According to The Daily Signal, bakers Aaron and Melissa Klein — who once cited their Christian beliefs in declining to make a cake for a same-sex wedding between Rachel and Laurel Bowman-Cryer back in 2013, and have since closed their bakery due to a boycott — will now have to pay a $135,000 fine levied by a state agency.
Last Thursday, a three-judge panel from the Oregon Court of Appeals found that baking a cake did not count as “speech, art, or other expression” which would have been protected by the First Amendment.
Instead, the court upheld that the same-sex couples’ request to bake a cake for their wedding ceremony did not “impermissibly burden the Kleins’ right to the free exercise of religion” since they would only have to comply with “a neutral law of general applicability.”

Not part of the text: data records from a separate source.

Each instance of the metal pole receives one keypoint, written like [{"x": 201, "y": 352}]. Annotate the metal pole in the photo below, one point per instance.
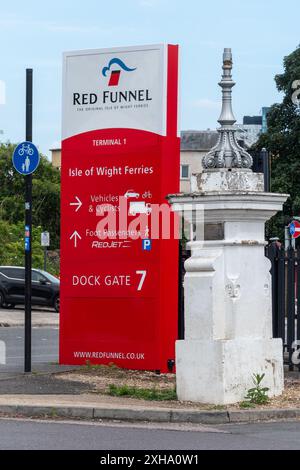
[
  {"x": 266, "y": 169},
  {"x": 45, "y": 258},
  {"x": 28, "y": 223}
]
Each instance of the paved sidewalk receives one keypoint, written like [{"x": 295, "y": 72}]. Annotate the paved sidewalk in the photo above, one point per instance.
[
  {"x": 44, "y": 395},
  {"x": 15, "y": 317},
  {"x": 104, "y": 408}
]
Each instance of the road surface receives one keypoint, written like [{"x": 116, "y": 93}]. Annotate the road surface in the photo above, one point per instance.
[{"x": 33, "y": 435}]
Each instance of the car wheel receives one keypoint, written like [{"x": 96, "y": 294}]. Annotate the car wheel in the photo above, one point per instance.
[
  {"x": 56, "y": 304},
  {"x": 10, "y": 306}
]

“We are very disappointed in the court’s decision,” said Michael Berry, deputy general counsel at First Liberty Institute, a religious liberty nonprofit that represents the Kleins.
“I think that punishing people for their religious beliefs is … not American, and it’s wrong.”

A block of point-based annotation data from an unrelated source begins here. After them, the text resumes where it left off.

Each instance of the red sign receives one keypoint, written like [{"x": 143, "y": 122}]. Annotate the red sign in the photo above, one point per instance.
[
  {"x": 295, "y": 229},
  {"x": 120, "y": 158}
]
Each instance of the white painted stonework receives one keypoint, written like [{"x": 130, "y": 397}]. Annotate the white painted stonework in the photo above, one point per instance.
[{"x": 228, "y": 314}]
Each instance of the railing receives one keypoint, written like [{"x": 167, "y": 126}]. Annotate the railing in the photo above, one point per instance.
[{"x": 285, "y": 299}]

However, one of the lesbian plaintiffs in the case views things a bit differently, comparing what the Kleins did to segregation in the Jim Crow South.
“It does not matter how you were born or who you love,” Laurel Bowman-Cryer said in a statement. “All of us are equal under the law and should be treated equally. Oregon will not allow a ‘Straight Couples Only’ sign to be hung in bakeries or other stores.”
Now, that may seem like a compelling argument at first glance, but in actuality, it’s a stretch at best. You see, unlike Jim Crow, where widespread, state-sanctioned discrimination was the issue, the Kleins were simply following the compass of their religious faith and what the Bible says regarding homosexuality and its sinfulness.
Nevertheless, here we are, in an actual time and place where Aaron and Melissa Klein, a middle-class American family who has already been unfairly forced out of business, are now being forced to pay a hefty $135,000 fine, all for exercising their First Amendment rights.
Although the Kleins have collected significant amounts of money from supporters, the Oregonian reported they’ve said almost all of that has gone to legal fees. According to Brad Avakian, Oregon’s labor commissioner, the $135,000 from the Kleins remains in escrow for the Bowman-Cryers.
After the court’s decision, Berry and others from the First Liberty Institute are looking at ways forward for the couple.
“We’re evaluating our options at this point, obviously in terms of whether we are going to appeal, etc., and we’ll discuss all those options with Aaron and Melissa Klein and decide on the best course of action for them,” Berry said. This could include an appeal to the Oregon Supreme Court.
And hopefully it does. Because as Kelly Shackelford, president and CEO of First Liberty Institute, puts it in his statement, “Freedom of expression for ourselves should require freedom of expression for others.”
“In a diverse and pluralistic society, people of good will should be able to peacefully coexist with different beliefs. We are disappointed that the court ruled against the Kleins,” he added. “I think it’s a sad day for our Constitution and for the rule of law in this country when a family-owned bakery can be put out of business simply for trying to follow their religious beliefs.”